Editorial: ‘We Are Tired of Telling Our Stories’

“We are tired telling our stories,” said young Cyrus Yormie, a survivor of the Lutheran Church Massacre who was just 5 years old at the time of the massacre of over 400 Liberians, mostly ethnic Nimbaians in the Lutheran Church on Tubman Boulevard Sinkor, on July 29, 1990.
Various accounts have been given of the massacre and those believed to have been perpetrators of that gruesome act. Some survivors told TRC investigators that they saw President Doe with other top officials, one of who was identified as Moses Thomas, then commander of the Special Anti-Terrorist Unit (SATU), all of who were reported to be physically present at the Lutheran Church on the night of the massacre.
Others however disagree with some of those details. One such individual, a Captain (name withheld) in the Special Security Service at the time has told this newspaper that at that time, President Doe was not really in charge of things, else, his personal assistant and Assistant Minister for Special Services, Johnny Kpor, an ethnic Nimbaian as well as Doris Toweh, acclaimed wife of Bai Gbala and mother of his children, would not have been killed.

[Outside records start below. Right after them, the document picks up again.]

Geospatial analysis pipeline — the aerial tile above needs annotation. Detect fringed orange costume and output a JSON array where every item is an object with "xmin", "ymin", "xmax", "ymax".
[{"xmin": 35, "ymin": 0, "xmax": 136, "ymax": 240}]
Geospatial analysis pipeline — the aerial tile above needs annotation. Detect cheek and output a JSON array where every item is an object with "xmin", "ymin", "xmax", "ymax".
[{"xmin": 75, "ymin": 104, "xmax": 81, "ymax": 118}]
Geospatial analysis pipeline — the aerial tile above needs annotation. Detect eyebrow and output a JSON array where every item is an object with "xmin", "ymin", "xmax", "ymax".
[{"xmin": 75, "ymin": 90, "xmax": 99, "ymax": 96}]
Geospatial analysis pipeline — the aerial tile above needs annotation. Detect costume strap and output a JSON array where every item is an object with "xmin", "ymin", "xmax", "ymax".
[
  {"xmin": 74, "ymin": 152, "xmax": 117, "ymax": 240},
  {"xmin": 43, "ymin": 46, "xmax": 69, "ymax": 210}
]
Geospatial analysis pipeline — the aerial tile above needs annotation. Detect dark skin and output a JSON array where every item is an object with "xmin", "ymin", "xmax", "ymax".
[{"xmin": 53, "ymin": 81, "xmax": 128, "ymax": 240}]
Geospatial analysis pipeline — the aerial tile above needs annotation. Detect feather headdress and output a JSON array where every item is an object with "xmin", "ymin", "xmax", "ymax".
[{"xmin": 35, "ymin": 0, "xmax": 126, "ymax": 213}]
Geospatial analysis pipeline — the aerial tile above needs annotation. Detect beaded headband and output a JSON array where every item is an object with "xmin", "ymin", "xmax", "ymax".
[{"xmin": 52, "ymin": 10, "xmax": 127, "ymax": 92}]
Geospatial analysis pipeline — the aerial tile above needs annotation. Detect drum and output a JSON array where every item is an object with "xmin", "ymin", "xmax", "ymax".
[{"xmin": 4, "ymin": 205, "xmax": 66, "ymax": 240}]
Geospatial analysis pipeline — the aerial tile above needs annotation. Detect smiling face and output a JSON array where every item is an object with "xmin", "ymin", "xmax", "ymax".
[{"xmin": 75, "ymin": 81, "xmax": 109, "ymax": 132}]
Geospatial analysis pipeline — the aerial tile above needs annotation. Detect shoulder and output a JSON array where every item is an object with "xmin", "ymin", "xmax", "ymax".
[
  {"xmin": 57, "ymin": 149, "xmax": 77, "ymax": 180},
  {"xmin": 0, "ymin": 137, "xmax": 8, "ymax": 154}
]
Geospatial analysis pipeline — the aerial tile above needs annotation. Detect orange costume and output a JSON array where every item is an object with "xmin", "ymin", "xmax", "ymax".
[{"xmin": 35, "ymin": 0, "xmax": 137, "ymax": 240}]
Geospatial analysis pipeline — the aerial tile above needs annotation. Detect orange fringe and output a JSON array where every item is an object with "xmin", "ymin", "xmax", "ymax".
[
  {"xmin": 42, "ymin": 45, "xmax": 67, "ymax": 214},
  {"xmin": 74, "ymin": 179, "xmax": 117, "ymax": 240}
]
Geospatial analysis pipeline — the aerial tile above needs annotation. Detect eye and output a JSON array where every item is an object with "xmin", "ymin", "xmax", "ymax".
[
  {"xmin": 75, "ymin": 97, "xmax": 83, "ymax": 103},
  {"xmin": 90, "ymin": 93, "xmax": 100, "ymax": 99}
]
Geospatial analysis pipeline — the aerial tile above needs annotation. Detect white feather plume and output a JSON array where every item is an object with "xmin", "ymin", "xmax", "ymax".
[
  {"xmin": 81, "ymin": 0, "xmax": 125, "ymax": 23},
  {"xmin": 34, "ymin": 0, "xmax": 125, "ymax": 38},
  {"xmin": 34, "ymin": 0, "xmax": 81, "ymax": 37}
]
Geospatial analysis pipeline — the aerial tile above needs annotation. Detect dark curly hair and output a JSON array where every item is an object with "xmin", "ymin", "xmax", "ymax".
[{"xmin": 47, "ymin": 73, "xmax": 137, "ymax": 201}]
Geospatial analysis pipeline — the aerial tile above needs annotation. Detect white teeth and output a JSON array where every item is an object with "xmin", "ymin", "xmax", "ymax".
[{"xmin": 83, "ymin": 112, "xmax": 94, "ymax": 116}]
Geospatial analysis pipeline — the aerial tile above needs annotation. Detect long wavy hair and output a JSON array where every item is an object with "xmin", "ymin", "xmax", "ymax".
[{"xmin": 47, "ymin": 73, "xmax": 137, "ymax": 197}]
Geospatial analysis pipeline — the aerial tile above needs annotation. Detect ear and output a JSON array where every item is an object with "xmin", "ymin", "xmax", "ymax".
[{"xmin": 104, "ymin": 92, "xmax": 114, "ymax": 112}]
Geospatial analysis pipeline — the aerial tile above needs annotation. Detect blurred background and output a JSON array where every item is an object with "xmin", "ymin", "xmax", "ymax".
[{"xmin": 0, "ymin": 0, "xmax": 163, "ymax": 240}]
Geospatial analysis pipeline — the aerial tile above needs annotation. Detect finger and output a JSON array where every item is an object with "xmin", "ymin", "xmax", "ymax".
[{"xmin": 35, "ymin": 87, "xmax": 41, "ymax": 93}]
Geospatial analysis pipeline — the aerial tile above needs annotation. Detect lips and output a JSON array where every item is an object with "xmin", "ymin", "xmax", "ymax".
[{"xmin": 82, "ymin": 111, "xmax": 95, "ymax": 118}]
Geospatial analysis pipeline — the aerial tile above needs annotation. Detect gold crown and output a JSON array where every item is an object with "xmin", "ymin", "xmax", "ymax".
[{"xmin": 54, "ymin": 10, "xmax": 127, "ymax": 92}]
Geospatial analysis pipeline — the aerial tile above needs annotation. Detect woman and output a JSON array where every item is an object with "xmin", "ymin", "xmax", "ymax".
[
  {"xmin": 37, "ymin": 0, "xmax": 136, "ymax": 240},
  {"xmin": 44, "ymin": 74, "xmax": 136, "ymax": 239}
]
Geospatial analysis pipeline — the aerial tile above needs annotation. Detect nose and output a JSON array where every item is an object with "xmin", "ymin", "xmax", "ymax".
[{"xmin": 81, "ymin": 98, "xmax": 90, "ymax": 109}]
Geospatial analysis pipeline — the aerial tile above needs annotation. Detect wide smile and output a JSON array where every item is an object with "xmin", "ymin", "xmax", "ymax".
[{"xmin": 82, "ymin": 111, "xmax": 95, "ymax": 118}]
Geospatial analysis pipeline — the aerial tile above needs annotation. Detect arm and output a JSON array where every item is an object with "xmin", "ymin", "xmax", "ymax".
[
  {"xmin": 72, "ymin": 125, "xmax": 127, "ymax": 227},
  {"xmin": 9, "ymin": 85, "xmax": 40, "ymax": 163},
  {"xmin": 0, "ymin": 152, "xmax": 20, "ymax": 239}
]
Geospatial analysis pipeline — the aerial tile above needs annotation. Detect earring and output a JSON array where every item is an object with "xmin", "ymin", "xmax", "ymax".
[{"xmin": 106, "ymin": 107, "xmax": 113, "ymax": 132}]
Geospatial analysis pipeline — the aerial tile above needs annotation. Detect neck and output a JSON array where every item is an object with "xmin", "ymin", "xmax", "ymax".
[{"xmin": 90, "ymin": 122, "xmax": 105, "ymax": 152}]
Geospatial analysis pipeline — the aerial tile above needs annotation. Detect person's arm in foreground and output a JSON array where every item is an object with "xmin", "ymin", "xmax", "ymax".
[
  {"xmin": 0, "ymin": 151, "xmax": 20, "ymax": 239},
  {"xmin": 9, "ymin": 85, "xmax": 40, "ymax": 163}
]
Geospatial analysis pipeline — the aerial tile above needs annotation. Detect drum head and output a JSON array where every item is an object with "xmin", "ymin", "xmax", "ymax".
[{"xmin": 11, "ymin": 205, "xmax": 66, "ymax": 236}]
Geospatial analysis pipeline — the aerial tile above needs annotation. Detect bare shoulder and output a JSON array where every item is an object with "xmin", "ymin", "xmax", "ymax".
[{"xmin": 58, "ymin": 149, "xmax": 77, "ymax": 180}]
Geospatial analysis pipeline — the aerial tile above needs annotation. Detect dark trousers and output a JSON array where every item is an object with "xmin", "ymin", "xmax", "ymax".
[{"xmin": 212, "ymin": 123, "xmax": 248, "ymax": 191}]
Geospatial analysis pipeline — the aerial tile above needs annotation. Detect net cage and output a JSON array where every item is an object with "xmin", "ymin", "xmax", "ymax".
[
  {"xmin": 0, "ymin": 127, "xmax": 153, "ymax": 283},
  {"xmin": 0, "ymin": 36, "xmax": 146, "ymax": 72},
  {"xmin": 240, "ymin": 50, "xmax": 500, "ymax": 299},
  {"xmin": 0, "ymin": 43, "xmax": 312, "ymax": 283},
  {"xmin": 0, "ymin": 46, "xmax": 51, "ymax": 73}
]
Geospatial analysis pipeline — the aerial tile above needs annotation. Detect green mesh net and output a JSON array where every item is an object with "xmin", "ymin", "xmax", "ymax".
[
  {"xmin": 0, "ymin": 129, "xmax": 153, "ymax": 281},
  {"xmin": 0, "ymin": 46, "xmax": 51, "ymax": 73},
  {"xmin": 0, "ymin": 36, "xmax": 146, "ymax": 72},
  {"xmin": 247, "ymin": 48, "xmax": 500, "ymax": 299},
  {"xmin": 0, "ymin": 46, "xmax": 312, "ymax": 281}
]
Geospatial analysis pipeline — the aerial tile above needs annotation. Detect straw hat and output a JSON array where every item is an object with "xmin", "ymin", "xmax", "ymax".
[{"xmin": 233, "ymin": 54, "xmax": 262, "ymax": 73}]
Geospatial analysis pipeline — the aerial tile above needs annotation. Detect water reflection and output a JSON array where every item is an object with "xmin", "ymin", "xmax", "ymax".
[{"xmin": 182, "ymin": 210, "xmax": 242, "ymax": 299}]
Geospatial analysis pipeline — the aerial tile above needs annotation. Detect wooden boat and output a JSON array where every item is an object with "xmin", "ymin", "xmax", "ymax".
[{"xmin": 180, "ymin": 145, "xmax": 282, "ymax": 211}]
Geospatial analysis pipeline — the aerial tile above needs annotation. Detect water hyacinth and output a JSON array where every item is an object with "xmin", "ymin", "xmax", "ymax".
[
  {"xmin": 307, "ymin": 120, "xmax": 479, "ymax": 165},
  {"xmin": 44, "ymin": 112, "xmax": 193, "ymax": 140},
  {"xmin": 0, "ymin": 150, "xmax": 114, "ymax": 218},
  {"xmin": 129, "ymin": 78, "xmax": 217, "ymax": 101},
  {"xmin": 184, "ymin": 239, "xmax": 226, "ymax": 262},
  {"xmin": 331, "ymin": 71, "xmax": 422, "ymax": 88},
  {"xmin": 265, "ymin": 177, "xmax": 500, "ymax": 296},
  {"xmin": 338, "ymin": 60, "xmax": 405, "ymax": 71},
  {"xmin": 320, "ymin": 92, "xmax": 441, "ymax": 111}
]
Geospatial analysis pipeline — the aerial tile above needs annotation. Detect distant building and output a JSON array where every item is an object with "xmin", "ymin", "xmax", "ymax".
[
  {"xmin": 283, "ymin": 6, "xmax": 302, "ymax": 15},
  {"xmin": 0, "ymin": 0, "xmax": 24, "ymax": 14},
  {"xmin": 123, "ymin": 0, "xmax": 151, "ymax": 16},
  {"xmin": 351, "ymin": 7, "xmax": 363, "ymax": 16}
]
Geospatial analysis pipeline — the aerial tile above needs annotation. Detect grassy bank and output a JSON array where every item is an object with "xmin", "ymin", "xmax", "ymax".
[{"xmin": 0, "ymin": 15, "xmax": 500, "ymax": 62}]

The former Captain said at the time, the lives of non-Krahn soldiers and security personnel who remained loyal were always under threat. He cited the name of Nyonblu Tailey whose men he claims was directly responsible for the summary execution of many soldiers and civilians including senior citizen Georgia Coleman, Archie Greene, John Bright and others, all residents of Sinkor.
Many other security officers and soldiers were summarily executed on suspicion of links to rebel forces. According to him, this caused a large number of security officers and soldiers to defect to the rebel INPFL forces of Prince Johnson. Further, he said, by then Doe was a virtual prisoner hardly venturing away from his protected Executive Mansion enclave.
Initially, officials and supporters of the Doe government, especially the Krahn dominated AFL high command, had denied involvement, claiming that attacking rebel forces had sneaked behind their lines to commit the massacre.
However a ranking officer of the AFL Major Boi Bloju Boi (deceased) when appearing before the TRC, admitted that the Lutheran Church was behind their lines of control.
According to him their area of control at the time stretched from the James Spriggs Payne Airport to Benson Street including the Capitol Bypass area and Rock Spring Valley and it was under the command and control of Major Jackson E. Doe a very close relative of President Doe.
Doe who, according to informed sources was a member of the Death Squad, is said to have strongly resembled his cousin Samuel K. Doe. They sported similar hair styles and, according to the former security captain, he could have easily been mistaken for Doe.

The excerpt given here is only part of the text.